Drafted and adopted in fall 2006, the ordinance requires subdivision developers to set aside 20 percent of homes built as part of a subdivision as deed-restricted housing. But on Thursday, April 24, the commission unanimously gave orders to the county Planning and Zoning Commission to return a recommendation on repealing it.
"I think it's fairly significant," said Blaine County Housing Authority Executive Director Jim Fackrell. "The ordinance required every development in the county to provide 20 percent community housing. When you take something away that's as significant as development throughout the county it means less product will be available to take away a backlog of needs."
Fackrell acknowledged that in the year and a half since its adoption, a period of relatively slow construction, the ordinance had not garnered any housing or in-lieu fees. But 20 percent of all subdivisions that will eventually be built could have achieved an impressive stock of workforce housing.
"I had no advance warning that that was going to happen. I was a bit surprised," Fackrell said. "With that said, I can understand the county's reasoning and certainly understand the advice of counsel and believe they were acting on the advice of counsel, so you can't fault them for that."
The discussion on the legality of affordable housing regulations picked up intensity last winter when, on Feb. 19, 4th District Judge Thomas F. Nevill ruled that the city of McCall's requirement that 20 percent of new development must be set aside as deed-restricted housing was illegal. He determined that the resort community's affordable housing requirement was unconstitutional and amounted to an illegal tax.
About a month later, a developer threatened to sue the city of Ketchum, and the city vowed to fight. In each municipality, however, inclusionary zoning works a little differently, and in Ketchum it is incentive-based. That is, deed-restricted housing is only required if a developer wants to build at higher densities and taller heights than normally allowed.
Blaine County Commission Chairman Tom Bowman pointed out that there is no alternative with the Blaine County ordinance, as there is in Ketchum.
"There was no option," Bowman said. "You had to satisfy it somehow. Now we understand it's different from the way Ketchum has it, where it's completely optional."
Blaine County Deputy Prosecuting Attorney Tim Graves said that while Neville's decision is not binding for Blaine County, he could not find enough distinguishing characteristics between the county and McCall ordinances "to warrant going forward with our inclusionary housing ordinance."
The Thursday meeting of the Blaine County Commission had actually been scheduled to discuss amendments to the county's inclusionary zoning ordinance, not its repeal.
"We'd been actually working on the changes to the ordinance for at least a couple work sessions," Bowman said. "(But) in light of the McCall decision, are we advised to keep working on this in its present form?"
Commissioner Larry Schoen asked Graves to review the Blaine County ordinance in the context of the McCall decision.
"Tim (Graves) found that there are more similarities than differences," Bowman said. "And based on the local court's previous decisions—on the bent of the court—we would have no chance of prevailing if it was challenged.

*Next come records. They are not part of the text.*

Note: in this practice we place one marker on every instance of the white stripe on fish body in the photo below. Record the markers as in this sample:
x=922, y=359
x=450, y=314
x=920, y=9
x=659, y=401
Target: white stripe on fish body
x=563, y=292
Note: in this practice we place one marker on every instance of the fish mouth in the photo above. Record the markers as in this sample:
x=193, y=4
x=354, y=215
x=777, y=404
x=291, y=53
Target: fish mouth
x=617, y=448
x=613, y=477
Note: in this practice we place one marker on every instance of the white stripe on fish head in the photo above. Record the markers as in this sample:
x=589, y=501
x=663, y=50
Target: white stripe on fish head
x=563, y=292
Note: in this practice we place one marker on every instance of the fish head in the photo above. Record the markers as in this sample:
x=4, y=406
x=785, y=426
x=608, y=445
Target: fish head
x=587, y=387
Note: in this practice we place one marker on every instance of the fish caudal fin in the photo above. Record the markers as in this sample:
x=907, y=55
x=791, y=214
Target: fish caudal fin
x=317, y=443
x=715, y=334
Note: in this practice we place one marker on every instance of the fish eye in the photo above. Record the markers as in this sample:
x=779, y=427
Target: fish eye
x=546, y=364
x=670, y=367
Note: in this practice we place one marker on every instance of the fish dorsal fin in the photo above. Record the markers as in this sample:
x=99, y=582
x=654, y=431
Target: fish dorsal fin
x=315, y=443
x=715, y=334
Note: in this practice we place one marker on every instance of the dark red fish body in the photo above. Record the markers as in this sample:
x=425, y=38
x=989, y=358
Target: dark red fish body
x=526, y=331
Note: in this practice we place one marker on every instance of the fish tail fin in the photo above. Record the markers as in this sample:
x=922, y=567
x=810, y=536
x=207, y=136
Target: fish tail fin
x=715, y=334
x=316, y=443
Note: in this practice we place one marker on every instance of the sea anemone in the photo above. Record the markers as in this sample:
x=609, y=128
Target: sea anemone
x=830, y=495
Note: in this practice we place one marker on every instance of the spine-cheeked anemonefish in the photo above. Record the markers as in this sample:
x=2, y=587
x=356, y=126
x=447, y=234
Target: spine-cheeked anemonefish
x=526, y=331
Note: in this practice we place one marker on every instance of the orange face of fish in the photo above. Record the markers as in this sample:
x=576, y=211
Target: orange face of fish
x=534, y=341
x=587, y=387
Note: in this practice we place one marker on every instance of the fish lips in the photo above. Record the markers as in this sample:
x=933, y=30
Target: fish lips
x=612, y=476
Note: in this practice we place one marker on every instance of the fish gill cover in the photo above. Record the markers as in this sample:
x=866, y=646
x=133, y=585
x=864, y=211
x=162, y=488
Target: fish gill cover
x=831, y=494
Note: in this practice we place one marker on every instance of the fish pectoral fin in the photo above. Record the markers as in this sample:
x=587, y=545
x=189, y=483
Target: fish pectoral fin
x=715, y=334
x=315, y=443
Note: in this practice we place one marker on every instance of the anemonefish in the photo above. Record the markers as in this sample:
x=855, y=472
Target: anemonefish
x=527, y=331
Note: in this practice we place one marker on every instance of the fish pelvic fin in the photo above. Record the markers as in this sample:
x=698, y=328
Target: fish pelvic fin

"I did not want us to start building up exposure with people building houses and us collecting and spending in-lieu fees, and at some point in time having to repay those. We were conscious of the exposure we were putting on Blaine County, and we couldn't do that responsibly."
Bowman and Fackrell pointed out that the county can still ask for workforce housing through the planned-unit development process. In fact, Bowman said the county may consider amending the planned-unit development ordinance to state that "superior design," a requirement of such developments, always includes a workforce housing component.

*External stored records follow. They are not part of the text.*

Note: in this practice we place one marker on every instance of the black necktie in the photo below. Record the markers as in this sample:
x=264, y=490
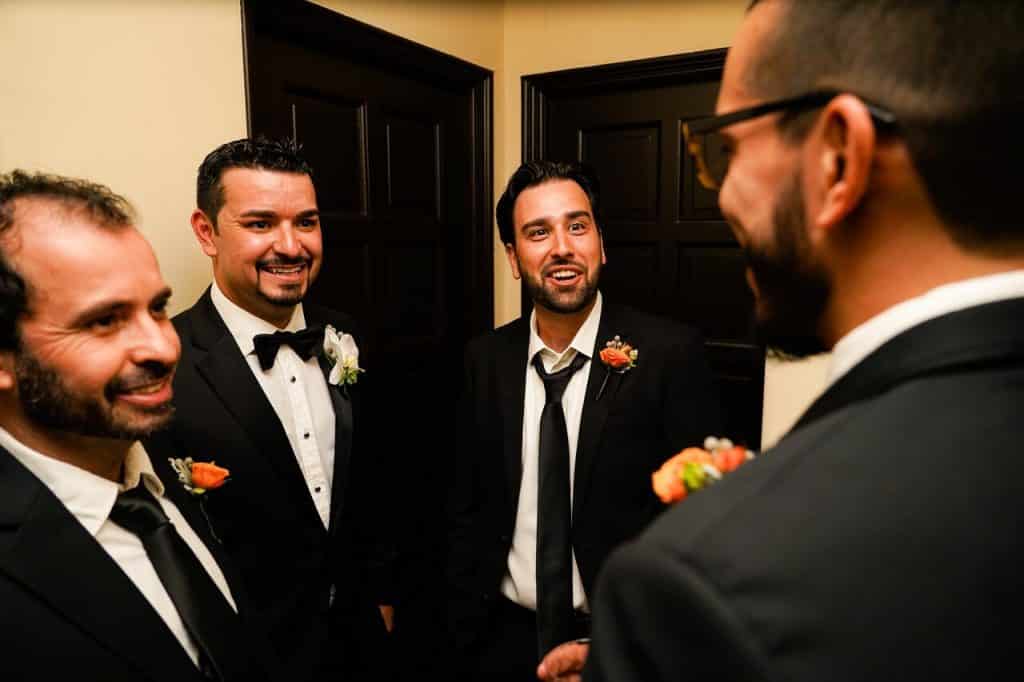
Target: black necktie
x=305, y=343
x=211, y=622
x=554, y=513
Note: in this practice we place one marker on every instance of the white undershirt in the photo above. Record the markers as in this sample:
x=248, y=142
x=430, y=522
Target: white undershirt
x=519, y=583
x=90, y=498
x=869, y=336
x=297, y=391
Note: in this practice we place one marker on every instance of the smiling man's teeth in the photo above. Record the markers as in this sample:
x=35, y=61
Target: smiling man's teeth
x=152, y=388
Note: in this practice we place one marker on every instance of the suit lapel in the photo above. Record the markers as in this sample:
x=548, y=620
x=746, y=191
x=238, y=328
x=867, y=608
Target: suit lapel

"One idea that's out there that we haven't pursued is considering some kind of upper house size limit," Bowman said. "To (go beyond that) you could go about supplying some sort of workforce housing. There are absolutely no details worked out on that. It's a concept only."
Hailey Planning Director Beth Robrahn said the city decided about a month ago to stay the course with its inclusionary zoning ordinance, which requires any subdivision that results in five or more lots or units to require 20 percent workforce housing.

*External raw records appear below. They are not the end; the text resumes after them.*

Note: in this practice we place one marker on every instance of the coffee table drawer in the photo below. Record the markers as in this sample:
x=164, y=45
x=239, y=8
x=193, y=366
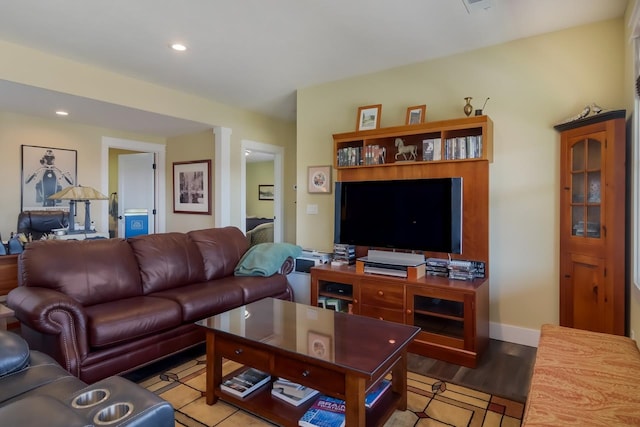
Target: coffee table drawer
x=244, y=354
x=315, y=377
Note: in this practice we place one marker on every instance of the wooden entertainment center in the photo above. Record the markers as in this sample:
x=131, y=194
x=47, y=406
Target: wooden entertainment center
x=453, y=314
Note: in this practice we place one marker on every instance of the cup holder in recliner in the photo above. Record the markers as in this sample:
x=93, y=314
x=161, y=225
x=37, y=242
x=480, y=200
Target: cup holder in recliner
x=113, y=413
x=90, y=398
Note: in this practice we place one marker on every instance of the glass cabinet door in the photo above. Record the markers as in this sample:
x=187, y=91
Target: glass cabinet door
x=585, y=180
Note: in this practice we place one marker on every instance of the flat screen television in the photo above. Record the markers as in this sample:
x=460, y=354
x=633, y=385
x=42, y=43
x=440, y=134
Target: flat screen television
x=417, y=214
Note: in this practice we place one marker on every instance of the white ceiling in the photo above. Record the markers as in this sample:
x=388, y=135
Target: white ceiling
x=255, y=54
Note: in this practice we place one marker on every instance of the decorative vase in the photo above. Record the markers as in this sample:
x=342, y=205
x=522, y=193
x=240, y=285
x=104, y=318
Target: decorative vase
x=468, y=108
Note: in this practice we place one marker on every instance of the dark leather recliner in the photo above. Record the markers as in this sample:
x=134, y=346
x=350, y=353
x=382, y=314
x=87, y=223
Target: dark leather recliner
x=35, y=390
x=38, y=223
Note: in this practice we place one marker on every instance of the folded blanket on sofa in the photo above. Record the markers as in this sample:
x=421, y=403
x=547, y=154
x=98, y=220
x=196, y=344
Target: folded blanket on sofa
x=265, y=259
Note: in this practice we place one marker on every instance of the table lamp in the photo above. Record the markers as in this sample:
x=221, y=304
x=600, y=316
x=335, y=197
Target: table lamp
x=75, y=194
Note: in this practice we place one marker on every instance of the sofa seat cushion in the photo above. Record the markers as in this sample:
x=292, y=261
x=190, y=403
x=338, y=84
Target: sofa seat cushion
x=255, y=288
x=205, y=299
x=128, y=319
x=167, y=261
x=221, y=249
x=89, y=271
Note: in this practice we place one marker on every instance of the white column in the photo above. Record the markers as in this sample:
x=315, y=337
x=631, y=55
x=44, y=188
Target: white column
x=222, y=173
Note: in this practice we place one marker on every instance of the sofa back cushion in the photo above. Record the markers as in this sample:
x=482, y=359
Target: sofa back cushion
x=167, y=261
x=221, y=249
x=89, y=271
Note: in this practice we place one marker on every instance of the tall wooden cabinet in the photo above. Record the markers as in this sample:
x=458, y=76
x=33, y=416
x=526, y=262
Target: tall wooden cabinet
x=592, y=223
x=453, y=315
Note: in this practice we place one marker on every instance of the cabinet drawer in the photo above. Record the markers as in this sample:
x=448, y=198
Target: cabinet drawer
x=313, y=376
x=381, y=295
x=382, y=313
x=244, y=354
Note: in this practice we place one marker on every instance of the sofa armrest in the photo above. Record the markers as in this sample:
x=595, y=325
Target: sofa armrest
x=54, y=319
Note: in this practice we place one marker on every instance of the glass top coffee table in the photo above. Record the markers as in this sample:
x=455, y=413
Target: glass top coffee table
x=338, y=354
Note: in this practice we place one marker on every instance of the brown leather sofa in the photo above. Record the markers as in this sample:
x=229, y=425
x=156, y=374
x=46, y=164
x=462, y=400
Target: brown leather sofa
x=104, y=307
x=36, y=391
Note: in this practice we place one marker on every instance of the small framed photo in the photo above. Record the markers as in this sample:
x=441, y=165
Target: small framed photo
x=319, y=179
x=192, y=187
x=369, y=117
x=265, y=192
x=45, y=171
x=416, y=114
x=319, y=345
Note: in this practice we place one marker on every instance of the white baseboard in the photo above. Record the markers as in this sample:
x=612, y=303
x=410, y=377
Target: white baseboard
x=514, y=334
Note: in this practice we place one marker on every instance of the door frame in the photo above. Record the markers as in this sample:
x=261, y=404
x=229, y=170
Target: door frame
x=160, y=191
x=278, y=177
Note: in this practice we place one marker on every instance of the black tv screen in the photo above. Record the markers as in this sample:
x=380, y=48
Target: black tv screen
x=417, y=214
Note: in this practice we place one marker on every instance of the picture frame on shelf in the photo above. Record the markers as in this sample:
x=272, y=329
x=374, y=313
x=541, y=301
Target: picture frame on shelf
x=192, y=187
x=369, y=117
x=416, y=115
x=319, y=179
x=319, y=345
x=44, y=172
x=265, y=192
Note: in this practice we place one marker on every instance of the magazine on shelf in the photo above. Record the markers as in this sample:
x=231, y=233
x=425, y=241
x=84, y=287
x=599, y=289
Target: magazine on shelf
x=373, y=396
x=245, y=382
x=293, y=393
x=325, y=412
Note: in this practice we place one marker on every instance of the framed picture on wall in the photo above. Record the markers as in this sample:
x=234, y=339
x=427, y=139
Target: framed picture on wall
x=416, y=114
x=265, y=192
x=369, y=117
x=44, y=172
x=319, y=179
x=192, y=187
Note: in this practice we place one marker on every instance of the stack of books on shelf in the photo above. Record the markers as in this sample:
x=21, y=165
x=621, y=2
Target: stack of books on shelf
x=244, y=382
x=374, y=155
x=455, y=269
x=432, y=149
x=344, y=254
x=326, y=411
x=329, y=411
x=464, y=147
x=292, y=393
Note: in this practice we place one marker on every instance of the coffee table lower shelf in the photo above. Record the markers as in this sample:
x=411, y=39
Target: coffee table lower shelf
x=261, y=403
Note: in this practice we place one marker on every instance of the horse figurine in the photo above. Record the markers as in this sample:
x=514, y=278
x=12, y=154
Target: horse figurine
x=412, y=150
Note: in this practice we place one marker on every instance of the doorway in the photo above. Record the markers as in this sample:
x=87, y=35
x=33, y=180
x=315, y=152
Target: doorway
x=276, y=153
x=159, y=197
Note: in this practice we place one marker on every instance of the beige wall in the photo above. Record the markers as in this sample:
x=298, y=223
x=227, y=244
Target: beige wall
x=17, y=130
x=533, y=83
x=36, y=68
x=630, y=79
x=259, y=173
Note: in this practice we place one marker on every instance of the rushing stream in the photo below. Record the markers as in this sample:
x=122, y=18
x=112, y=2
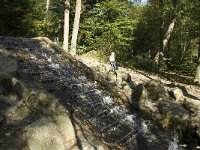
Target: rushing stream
x=114, y=124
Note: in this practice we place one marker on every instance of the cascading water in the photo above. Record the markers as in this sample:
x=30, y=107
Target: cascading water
x=114, y=124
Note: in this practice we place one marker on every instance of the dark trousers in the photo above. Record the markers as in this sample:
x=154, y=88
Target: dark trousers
x=113, y=65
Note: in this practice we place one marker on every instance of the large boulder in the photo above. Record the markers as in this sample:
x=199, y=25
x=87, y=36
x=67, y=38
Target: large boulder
x=156, y=90
x=46, y=134
x=153, y=100
x=170, y=108
x=195, y=121
x=177, y=94
x=8, y=65
x=192, y=104
x=147, y=96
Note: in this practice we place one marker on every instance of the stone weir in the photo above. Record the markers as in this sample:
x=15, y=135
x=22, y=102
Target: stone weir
x=92, y=105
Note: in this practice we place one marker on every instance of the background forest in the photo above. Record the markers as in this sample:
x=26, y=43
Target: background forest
x=159, y=35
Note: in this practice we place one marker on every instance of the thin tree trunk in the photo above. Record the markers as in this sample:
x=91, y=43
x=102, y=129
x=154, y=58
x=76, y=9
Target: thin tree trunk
x=47, y=6
x=158, y=55
x=168, y=33
x=75, y=27
x=197, y=76
x=66, y=26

"We are going to take this slow period," she said. "We don't have a lot of development applications in the pipeline, so we'll probably try to take this timing as an opportunity to make improvements to our ordinances. It's not something we think we need to rush to do."
Robrahn said Hailey is interested in examining all of its ordinances to see if any of the city's standards constitute barriers to development of workforce housing.
"If so, how can we eliminate or minimize those barriers? That could be anything from housing types or uses, number of units permitted in an area or parking requirements."
Sun Valley Planner Diane Shay said last week the city has an inclusionary housing ordinance on the books and is, like Hailey, continuing to enforce it.
Finally, Bowman pointed out that workforce housing built in Blaine County prior to adoption of the inclusionary zoning ordinance will not be affected by the pending repeal.
"There was workforce housing built before our inclusionary zoning ordinance came into effect," he said. "Those were volunteered by the applicant, so those are not affected by this."